Wednesday, August 10, 2011

Top 10 Greatest Physics Experiments: 7. Foucault's Pendulum



 There were ideas that the Earth might be rotating around its axis since the days of Nicolaus Copernicus (1473 - 1543). However, even though it was a rational idea, backed up by great arguments in the works of Copernicus, it wasn’t experimentally proven. Thus many people in the middle ages and later epochs weren’t aware of the fact that our planet is rotating around its axis. After all, it’s really hard to believe such a thing, as we can’t feel the Earth’s rotation.

It was Jean Foucault (1819 - 1868) a brilliant French physicist, who finally proved Earth’s rotation experimentally, more than 300 years after the works of Copernicus.
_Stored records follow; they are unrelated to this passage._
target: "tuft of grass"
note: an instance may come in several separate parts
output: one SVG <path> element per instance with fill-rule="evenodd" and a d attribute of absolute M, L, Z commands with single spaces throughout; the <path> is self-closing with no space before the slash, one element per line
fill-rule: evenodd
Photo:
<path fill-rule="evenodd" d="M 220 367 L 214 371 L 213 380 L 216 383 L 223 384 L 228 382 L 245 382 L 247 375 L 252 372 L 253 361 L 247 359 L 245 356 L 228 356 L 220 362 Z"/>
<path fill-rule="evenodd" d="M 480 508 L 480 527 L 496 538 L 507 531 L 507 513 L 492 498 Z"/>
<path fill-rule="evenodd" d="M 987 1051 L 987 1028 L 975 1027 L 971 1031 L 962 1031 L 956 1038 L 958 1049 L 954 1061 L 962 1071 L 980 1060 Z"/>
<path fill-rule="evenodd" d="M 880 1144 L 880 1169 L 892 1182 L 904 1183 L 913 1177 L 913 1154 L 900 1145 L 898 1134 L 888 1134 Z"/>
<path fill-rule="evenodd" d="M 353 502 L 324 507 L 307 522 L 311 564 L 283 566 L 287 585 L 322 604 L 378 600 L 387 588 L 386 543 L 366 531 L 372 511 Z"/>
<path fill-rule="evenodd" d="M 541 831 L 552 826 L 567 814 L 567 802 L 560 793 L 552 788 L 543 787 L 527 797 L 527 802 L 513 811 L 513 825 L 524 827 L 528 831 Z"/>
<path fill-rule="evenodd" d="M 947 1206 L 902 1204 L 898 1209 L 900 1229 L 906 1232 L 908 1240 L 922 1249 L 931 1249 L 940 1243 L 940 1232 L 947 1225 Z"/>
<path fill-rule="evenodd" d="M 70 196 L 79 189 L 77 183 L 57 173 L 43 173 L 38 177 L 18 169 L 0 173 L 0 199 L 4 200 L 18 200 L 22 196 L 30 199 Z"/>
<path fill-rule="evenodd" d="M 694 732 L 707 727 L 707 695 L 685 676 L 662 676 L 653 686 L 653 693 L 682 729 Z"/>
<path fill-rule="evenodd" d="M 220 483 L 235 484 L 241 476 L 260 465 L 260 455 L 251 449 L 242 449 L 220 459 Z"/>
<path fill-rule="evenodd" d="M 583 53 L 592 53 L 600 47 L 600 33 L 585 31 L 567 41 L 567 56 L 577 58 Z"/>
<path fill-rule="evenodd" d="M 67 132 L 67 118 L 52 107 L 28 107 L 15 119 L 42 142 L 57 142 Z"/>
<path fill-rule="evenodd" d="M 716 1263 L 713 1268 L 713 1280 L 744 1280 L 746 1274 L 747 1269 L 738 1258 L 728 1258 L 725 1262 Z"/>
Foucault built a 28 kg brass-coated lead bob with a 67 meter long wire from the dome of the Panthéon, Paris, which basically worked as a huge pendulum. The idea of the experiment is very simple – as the pendulum swings, it’s clear that Earth rotates, due to the movement of the ground below the pendulum (which, to us looks like the movement of the plane of the pendulum, as we rotate with together with Earth).



This simple, yet very hard to construct, experiment, finally proved that Earth really rotates. Furthermore, it proved the rotation of our planet in a very simple way, so that even simple people, who knew nothing about science, could easily be convinced. That is why this experiment is one of the most important experiments throughout history.